Preface

The Oracle Big Data SQL User's Guide describes how to install and manage the Oracle Big Data SQL product.

Audience

This guide is intended for installers and users of Oracle Big Data SQL. including:

  • Application developers

  • Data analysts

  • Data scientists

  • Database administrators

  • System administrators

The guide assumes that the reader has sufficient background knowledge about the database server and the particular Hadoop platform which will host the software in order to follow the instructions successfully.

Related Documents

See the Oracle Big Data SQL User’s Guide for instructions on using the product.

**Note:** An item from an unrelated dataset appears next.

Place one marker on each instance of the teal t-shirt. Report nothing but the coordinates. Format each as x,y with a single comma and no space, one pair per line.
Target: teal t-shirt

The following publications provide information about the use of Oracle Big Data SQL with the Oracle Big Data Appliance and Oracle Big Data Connectors:

You can find more information about Oracle’s Big Data solutions and Oracle Database at the Oracle Help Center

For more information on Hortonworks HDP and Ambari, refer to the Hortonworks documentation site at http://docs.hortonworks.com/index.html.

For more information on Cloudera CDH and Configuration Manager, see http://www.cloudera.com/documentation.html

Conventions

The following text conventions are used in this document:

Convention Meaning

boldface

Boldface type indicates graphical user interface elements associated with an action, or terms defined in text or the glossary.

italic

Italic type indicates book titles, emphasis, or placeholder variables for which you supply particular values.

monospace

Monospace type indicates commands within a paragraph, URLs, code in examples, text that appears on the screen, or text that you enter.

# prompt

The pound (#) prompt indicates a command that is run as the Linux root user.

Backus-Naur Form Syntax

The syntax in this reference is presented in a simple variation of Backus-Naur Form (BNF) that uses the following symbols and conventions:

Symbol or Convention Description

[ ]

Brackets enclose optional items.

{ }

Braces enclose a choice of items, only one of which is required.

|

A vertical bar separates alternatives within brackets or braces.

...

Ellipses indicate that the preceding syntactic element can be repeated.

delimiters

Delimiters other than brackets, braces, and vertical bars must be entered as shown.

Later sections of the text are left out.